Her flashlight sent out a narrow beam. On and off. Just to make sure the dark alley was clear. That there was no one waiting in a dark recess to grab her as she walked past.
It was clear.
She made her way along, feeling one side of the wall with her fingers as she went. Then she reached the back wall she’d climbed over the night before. She gently pushed at the back gate. It had not been fitted with a new lock. It opened maybe six inches then hit something on the other side. It told her a lot. The fact that there had been an attack in the property twenty-four hours earlier and the lock on the back gate had not been repaired meant that there was no one else living in the house. If there had been, they would’ve bolted it shut for security.
Probably the cops had just placed something in front of the gate to stop it opening. That, and sealing off the alley was all they could do.
She pushed harder. The gate bowed at the top, which meant the obstruction was on the ground, low down at the bottom of the gate. She leaned up against the wood, then used her full weight, keeping the pressure coming from her good leg.
There was a grating sound. Metal against the concrete path. Not loud. But audible nonetheless. It was heavy going, but she soon had enough of a gap to slip through.
A garden bench on the path. That was it. She kept low and moved toward the house. There was no light coming from the rear windows.
She was surprised to find the house looked largely the same as when she’d left the night before. The tool shed door was still open, hanging on its hinges and swaying slightly in the gentle breeze. There was a dark stain, about the size of a small, circular kitchen table, on the grass. The rear window was still broken. A few shards remained in the yard beneath it. Amanda had thought the NYPD would at least have got someone to come out and replace the window or board it up.
Maybe that wasn’t their problem.
She found herself looking back at the tool shed when she should’ve been concentrating on the house and possible points of entry.
There was something about the tool shed that stirred a lingering doubt in the back of her mind. She didn’t know quite what it was. She thought maybe she had meant to do something in the tool shed, but she had forgotten . . .
Forgotten.
Amanda ran to the tool shed, peered inside.
The burner phone Naomi had given to her to lure Quinn into the shed. It was gone.
Amanda knew straight away she had forgotten to retrieve the phone before she’d left. Now the police had it.
She thought back to yesterday. As far as she could remember, she had not touched that phone without gloves. Naomi had given her the phones while still in their wrapping. It was a mistake to leave one behind. She still had the second burner phone in her apartment, in a bag with the clothes she’d worn last night. Soon as she got home, she had to dump that bag.
Amanda swore under her breath, shook her head. She needed to get her mind back on business. Otherwise she might make another mistake.
She tested the back door of the house and found it locked. There were four glass panels in the upper half of the painted wooden door. The smashed kitchen window was much too high for her to crawl through. It still had sharp edges of glass. Too noisy to break those pieces off to get inside. It was either try the door with the screwdriver or go home. She placed the flathead at the door jamb, just below the lock, and pushed and wriggled it, scraping the paint and the wood, trying to slip it between the door and the upright.

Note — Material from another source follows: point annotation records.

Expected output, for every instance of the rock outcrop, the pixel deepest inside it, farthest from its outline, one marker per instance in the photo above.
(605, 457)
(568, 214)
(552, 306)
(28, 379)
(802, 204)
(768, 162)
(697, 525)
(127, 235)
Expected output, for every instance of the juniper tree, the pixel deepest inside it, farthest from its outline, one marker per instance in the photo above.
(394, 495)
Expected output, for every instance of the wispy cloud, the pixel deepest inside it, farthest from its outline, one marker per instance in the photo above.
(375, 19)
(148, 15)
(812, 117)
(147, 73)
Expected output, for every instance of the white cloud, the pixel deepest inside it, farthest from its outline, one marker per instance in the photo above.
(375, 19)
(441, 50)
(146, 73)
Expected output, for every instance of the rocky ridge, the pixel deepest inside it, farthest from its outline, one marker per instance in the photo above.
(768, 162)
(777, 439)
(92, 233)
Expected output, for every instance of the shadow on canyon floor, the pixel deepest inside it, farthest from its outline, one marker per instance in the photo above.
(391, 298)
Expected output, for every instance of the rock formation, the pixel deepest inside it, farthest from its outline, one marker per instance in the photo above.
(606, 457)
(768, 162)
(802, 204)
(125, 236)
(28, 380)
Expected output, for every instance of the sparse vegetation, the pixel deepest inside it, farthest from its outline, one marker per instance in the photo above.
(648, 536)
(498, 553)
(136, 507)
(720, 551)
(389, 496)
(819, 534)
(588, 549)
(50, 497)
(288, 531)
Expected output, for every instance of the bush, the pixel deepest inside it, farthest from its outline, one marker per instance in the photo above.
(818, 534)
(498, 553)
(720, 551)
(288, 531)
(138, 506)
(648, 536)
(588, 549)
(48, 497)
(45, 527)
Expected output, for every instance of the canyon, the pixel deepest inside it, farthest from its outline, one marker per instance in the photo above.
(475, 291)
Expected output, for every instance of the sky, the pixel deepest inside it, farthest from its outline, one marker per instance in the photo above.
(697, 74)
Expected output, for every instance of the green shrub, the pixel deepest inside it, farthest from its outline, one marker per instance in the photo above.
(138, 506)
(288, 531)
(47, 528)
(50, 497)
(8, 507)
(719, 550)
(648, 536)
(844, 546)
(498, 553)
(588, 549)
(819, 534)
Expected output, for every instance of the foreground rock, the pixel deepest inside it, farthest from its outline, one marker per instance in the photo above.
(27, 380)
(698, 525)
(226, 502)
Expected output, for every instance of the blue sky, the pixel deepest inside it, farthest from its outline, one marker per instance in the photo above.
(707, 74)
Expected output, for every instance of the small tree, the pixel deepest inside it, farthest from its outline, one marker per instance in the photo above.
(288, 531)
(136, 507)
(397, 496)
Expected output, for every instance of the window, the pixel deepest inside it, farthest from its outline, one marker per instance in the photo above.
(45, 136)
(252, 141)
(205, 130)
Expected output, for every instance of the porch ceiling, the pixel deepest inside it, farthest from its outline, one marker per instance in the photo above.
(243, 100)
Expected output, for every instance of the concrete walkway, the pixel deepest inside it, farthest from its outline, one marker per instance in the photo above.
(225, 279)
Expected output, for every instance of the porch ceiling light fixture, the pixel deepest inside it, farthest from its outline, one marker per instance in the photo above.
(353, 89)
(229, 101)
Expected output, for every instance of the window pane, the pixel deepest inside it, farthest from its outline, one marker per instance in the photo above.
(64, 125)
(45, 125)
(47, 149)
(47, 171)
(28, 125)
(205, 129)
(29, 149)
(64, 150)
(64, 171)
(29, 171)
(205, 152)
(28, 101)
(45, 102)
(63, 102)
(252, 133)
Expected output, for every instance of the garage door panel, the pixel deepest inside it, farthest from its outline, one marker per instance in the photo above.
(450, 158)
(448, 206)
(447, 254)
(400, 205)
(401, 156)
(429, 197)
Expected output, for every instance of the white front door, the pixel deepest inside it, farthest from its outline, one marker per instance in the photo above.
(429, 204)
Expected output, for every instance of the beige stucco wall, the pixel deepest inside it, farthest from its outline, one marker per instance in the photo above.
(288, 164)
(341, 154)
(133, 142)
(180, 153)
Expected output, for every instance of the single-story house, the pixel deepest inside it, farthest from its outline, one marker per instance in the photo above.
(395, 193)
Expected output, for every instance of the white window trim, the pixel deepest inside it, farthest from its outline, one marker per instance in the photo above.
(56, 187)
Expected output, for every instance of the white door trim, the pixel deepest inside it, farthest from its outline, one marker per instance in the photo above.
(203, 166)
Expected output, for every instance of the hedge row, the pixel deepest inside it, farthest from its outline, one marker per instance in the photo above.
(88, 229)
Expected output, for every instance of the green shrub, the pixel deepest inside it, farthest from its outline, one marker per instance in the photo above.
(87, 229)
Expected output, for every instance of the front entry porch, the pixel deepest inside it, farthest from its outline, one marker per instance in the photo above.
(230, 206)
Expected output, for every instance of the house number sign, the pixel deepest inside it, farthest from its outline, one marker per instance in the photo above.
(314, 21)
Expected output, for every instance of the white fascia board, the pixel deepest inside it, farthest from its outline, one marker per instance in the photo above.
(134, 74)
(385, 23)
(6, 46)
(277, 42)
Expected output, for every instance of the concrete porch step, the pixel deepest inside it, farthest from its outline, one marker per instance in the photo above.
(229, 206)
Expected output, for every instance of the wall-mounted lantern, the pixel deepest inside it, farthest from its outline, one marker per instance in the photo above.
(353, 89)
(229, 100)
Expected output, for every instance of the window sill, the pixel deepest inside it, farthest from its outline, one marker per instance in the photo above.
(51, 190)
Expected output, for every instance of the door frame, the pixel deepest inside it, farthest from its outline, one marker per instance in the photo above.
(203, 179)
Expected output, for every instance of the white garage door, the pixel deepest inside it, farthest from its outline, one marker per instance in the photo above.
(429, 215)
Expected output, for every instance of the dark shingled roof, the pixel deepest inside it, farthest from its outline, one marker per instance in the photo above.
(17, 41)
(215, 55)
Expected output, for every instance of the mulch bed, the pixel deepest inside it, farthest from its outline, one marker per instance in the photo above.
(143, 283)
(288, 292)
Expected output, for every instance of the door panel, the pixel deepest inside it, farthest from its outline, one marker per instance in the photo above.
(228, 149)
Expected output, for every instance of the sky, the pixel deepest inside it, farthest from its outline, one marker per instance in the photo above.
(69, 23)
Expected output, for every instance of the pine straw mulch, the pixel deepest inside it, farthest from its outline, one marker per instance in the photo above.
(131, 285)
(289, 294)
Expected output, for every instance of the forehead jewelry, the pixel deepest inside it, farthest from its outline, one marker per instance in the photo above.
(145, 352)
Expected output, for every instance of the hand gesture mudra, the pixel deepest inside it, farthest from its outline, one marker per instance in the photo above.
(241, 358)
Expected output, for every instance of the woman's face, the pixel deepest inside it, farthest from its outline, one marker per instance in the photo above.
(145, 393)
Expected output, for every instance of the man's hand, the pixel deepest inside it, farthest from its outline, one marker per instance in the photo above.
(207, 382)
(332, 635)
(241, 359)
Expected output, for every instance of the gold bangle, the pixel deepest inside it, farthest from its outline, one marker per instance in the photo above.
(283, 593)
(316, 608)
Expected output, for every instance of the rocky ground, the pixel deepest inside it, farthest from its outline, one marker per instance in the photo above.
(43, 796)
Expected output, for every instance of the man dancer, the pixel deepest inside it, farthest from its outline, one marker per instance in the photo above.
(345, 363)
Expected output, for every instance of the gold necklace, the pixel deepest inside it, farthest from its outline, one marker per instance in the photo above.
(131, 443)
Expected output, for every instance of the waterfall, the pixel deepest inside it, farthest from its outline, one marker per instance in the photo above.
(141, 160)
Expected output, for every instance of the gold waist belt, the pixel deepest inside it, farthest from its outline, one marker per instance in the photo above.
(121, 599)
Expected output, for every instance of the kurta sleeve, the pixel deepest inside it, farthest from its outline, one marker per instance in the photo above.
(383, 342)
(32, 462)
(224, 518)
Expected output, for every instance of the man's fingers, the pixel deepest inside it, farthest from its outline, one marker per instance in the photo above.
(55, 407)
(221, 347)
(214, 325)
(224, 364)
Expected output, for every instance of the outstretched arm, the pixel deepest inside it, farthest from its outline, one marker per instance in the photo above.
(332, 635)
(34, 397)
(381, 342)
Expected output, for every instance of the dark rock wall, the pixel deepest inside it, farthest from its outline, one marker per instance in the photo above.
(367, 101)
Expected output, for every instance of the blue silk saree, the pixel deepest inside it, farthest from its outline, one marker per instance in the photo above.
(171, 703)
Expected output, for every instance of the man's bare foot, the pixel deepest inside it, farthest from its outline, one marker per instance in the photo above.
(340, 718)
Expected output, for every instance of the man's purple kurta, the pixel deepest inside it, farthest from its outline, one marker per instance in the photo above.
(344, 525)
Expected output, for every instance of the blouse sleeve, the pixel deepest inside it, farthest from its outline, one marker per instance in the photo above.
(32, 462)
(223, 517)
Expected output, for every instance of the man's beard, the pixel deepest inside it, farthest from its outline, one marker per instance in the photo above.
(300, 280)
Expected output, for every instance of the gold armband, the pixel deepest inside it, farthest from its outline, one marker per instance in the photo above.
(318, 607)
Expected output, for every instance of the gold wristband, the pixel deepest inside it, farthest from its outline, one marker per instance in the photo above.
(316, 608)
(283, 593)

No luck. She would need a hammer and a chisel to get through it. And it would be much too loud. She couldn’t risk alerting the neighbors.
Amanda had never broken into a house before. She’d never imagined it would be this hard. She stood still for a few seconds, thinking through the problem. Gently got onto her knees, biting her lip as her left knee took her weight. She brought out her flashlight, cupped a hand over it, and held it close to the lock. She looked through and saw that the key was in the lock on the other side of the door.
She stood, killed the flashlight. Quinn had probably left the key in the door as he made his way outside last night. The cops, who had to make the property in some way secure, would more than likely have just closed this door, locked it and left the key in the lock.
If she could break the lower right pane of glass, she could reach in and unlock the door with the key.
But breaking it would alert the neighbors.
Amanda walked back to the tool shed, went inside, looked around. It was too dark to make things out clearly and she couldn’t risk the flashlight.
Instead, she used her hands to feel around.
There was a stool beneath the workbench with a small cushion strapped onto it. With no time to waste, she cut away the straps with the pocketknife then found a roll of duct tape on a shelf.